Das Görlitzer Hallenhaus
Über 4000 Baudenkmale in einem unzerstörten Stadtbild machen Görlitz zu einem herausragenden Zeugnis der europäischen Architekturgeschichte. Die Görlitzer Hallenhäuser an der bedeutenden europäischen Handelsstraße und heutige Kulturroute des Europarates VIA REGIA bilden den Kern des historischen Ensembles aus der städtischen Blüte im Spätmittelalter und der frühen Neuzeit. Ihre Entstehung ist zugleich ein Spiegelbild des zentraleuropäischen Handelswesens jener Zeit.
Die Häuser der Görlitzer Fernhändler waren Wirtschaftsraum und Wohnhaus zugleich. Die Händler reisten nicht mehr zwingend selbst, sondern schufen sich mit den Hallenhäusern exklusive Kontore, von denen aus sie den Markt kontrollieren konnten.
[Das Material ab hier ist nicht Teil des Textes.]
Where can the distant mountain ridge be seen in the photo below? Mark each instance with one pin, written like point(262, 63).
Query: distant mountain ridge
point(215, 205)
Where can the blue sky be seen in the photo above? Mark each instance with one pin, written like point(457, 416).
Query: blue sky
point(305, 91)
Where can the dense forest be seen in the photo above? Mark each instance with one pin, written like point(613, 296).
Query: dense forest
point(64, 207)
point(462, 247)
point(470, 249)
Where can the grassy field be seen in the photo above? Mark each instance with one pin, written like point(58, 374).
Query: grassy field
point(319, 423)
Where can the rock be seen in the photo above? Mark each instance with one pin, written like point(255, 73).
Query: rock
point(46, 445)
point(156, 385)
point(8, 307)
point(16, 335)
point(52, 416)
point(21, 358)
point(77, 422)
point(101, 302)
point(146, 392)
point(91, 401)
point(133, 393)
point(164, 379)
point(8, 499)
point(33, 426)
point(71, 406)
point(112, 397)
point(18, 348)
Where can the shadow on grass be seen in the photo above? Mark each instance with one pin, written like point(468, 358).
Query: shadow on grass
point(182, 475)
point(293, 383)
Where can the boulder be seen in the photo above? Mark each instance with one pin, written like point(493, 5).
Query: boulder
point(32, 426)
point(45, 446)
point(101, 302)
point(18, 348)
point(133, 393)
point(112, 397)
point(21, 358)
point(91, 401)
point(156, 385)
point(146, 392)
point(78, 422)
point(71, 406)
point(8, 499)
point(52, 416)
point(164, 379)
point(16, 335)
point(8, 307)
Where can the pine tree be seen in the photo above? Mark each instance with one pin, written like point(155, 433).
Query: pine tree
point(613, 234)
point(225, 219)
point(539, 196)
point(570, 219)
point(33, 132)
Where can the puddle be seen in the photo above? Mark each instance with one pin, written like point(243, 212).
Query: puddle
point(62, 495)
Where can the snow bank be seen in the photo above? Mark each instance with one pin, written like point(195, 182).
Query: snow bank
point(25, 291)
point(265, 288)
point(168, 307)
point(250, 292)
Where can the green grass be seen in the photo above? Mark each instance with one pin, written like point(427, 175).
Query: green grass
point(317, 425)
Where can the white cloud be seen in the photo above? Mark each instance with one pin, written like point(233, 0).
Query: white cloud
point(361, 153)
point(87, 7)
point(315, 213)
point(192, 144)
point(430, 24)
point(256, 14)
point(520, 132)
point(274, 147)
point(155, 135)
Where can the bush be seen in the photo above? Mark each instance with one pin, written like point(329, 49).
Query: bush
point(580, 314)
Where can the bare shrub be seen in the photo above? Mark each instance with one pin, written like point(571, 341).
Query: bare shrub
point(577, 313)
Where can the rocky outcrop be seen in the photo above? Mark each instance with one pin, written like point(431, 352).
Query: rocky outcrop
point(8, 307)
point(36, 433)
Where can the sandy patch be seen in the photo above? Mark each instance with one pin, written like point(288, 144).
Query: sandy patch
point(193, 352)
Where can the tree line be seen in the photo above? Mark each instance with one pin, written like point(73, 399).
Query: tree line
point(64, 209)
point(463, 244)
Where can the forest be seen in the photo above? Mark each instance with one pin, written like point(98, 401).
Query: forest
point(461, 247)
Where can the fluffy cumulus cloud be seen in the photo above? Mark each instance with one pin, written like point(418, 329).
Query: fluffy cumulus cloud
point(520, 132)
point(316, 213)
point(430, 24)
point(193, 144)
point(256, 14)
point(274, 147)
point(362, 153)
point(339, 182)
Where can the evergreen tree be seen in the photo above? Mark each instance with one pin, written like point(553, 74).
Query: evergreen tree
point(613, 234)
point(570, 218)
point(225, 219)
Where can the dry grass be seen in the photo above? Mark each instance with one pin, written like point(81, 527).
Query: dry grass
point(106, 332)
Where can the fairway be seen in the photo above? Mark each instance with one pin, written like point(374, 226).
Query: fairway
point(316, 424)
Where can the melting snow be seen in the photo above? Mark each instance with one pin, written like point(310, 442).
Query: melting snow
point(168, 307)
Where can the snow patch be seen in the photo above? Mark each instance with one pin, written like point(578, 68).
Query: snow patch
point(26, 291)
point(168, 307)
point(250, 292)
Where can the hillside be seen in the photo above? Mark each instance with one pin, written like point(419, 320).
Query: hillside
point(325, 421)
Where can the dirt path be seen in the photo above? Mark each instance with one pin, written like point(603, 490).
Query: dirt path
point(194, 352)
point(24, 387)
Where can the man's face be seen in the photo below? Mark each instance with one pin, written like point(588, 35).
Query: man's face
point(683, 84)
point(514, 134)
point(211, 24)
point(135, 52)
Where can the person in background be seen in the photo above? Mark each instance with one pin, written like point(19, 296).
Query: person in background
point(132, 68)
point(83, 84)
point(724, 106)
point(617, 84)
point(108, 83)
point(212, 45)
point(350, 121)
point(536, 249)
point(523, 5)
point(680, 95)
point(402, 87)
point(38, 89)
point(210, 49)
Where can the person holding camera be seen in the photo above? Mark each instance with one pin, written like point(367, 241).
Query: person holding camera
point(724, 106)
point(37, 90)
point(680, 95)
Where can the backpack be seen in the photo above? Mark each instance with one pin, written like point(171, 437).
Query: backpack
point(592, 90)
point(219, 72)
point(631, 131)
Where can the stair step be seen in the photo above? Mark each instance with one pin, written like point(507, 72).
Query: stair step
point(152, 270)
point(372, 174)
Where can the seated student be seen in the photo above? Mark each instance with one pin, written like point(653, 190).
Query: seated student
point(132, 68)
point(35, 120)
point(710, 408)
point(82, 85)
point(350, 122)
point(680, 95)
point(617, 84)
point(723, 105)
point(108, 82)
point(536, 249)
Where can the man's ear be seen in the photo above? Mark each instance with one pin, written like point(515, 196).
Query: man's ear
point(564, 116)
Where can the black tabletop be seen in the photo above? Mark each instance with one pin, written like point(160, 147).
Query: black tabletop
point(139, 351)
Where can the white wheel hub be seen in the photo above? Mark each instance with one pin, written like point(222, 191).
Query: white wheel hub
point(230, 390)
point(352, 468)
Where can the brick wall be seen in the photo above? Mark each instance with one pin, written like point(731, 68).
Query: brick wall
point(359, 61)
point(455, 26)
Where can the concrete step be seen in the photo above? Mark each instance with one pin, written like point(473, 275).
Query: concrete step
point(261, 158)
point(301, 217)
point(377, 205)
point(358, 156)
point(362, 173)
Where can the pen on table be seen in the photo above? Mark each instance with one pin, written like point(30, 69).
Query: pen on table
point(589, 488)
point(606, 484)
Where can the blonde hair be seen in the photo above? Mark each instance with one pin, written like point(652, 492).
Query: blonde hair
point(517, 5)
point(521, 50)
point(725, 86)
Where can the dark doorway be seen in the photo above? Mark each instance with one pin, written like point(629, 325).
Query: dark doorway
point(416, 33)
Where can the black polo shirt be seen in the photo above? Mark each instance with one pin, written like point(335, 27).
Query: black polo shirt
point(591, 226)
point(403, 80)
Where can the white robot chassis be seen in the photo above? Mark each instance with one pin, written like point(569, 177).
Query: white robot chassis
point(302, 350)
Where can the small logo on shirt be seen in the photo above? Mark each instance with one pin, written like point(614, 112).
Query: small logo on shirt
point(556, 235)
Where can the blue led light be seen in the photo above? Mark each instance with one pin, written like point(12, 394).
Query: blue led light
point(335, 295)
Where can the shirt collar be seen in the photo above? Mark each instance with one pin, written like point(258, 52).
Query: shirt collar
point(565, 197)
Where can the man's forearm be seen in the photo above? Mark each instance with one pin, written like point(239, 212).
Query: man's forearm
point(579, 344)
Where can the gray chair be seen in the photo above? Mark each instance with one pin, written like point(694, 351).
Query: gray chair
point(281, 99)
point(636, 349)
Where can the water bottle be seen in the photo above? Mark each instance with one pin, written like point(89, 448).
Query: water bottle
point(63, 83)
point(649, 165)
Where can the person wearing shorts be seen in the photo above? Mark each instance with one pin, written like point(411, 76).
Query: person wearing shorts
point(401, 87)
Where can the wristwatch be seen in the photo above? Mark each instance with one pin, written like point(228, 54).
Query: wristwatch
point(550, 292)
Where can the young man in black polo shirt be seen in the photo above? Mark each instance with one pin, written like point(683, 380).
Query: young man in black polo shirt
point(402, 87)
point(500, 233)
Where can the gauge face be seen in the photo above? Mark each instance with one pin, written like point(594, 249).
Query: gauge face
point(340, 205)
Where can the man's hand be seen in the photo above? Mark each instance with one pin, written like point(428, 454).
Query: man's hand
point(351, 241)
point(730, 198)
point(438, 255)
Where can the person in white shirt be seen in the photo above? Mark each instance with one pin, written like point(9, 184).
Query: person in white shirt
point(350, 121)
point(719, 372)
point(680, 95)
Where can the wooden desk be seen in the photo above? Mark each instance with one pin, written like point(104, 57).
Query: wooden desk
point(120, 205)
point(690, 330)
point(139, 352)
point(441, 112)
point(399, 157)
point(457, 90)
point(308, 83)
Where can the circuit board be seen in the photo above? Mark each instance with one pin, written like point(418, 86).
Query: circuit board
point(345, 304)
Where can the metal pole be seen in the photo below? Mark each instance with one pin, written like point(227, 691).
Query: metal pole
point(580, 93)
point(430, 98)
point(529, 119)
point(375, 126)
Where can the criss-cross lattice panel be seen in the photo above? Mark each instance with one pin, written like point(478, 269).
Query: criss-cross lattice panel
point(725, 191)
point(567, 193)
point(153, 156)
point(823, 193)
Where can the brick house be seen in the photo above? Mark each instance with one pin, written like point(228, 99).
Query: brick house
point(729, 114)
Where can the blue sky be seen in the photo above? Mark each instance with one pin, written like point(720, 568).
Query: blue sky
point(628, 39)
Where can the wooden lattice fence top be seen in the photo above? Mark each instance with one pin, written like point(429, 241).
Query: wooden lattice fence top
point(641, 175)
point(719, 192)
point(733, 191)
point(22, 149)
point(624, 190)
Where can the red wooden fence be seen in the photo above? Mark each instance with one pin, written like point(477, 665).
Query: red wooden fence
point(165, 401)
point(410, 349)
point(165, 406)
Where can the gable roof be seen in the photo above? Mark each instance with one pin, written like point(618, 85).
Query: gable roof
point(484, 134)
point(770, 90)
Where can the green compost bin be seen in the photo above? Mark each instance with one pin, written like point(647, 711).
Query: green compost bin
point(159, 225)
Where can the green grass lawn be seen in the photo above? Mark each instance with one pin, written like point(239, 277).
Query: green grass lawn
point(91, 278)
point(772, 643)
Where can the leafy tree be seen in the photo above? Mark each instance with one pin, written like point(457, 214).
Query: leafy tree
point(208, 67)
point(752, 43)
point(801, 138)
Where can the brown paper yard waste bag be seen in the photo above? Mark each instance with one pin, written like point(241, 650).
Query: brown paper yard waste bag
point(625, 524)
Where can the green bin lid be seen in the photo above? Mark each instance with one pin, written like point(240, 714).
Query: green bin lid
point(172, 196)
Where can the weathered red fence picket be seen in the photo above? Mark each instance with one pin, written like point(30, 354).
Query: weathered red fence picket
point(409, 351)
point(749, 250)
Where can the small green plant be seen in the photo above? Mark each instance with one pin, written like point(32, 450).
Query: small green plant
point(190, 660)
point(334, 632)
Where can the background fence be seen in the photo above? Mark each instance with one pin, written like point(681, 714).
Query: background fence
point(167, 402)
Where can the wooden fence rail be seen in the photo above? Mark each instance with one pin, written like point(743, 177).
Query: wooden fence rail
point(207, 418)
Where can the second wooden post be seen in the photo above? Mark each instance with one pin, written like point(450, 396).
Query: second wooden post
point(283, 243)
Ihre Häuser wurden zunehmend zum Kaufhaus und Messeplatz. Daneben trugen die geräumigen Hallenhäuser als Brauhöfe in beachtlichem Umfang zum Wohlstand der Kaufleute bei. Auch Gästezimmer für reisende Kaufleute und etliche Nebenräume fanden neben den Wohngemächern Platz.
Eines der bemerkenswertesten Raumerlebnisse frühbürgerlicher Hausanlagen ist die weit ausladende Eingangshalle mit einer Durchfahrt zum Hof und der breiten, bequemen Treppe in die große Zentralhalle. Dieses bühnenartige Architekturprogramm wird dem Wunsch nach Repräsentation in ganz besonderer Weise gerecht und widerspiegelt das gewachsene bürgerliche Selbstbewusstsein sehr anschaulich. Ein ganz besonderer Symbolwert kommt der Treppe zu, die im 15. Jahrhundert sie zu einem von Herrscherhäusern bevorzugten Repräsentationselement avanciert.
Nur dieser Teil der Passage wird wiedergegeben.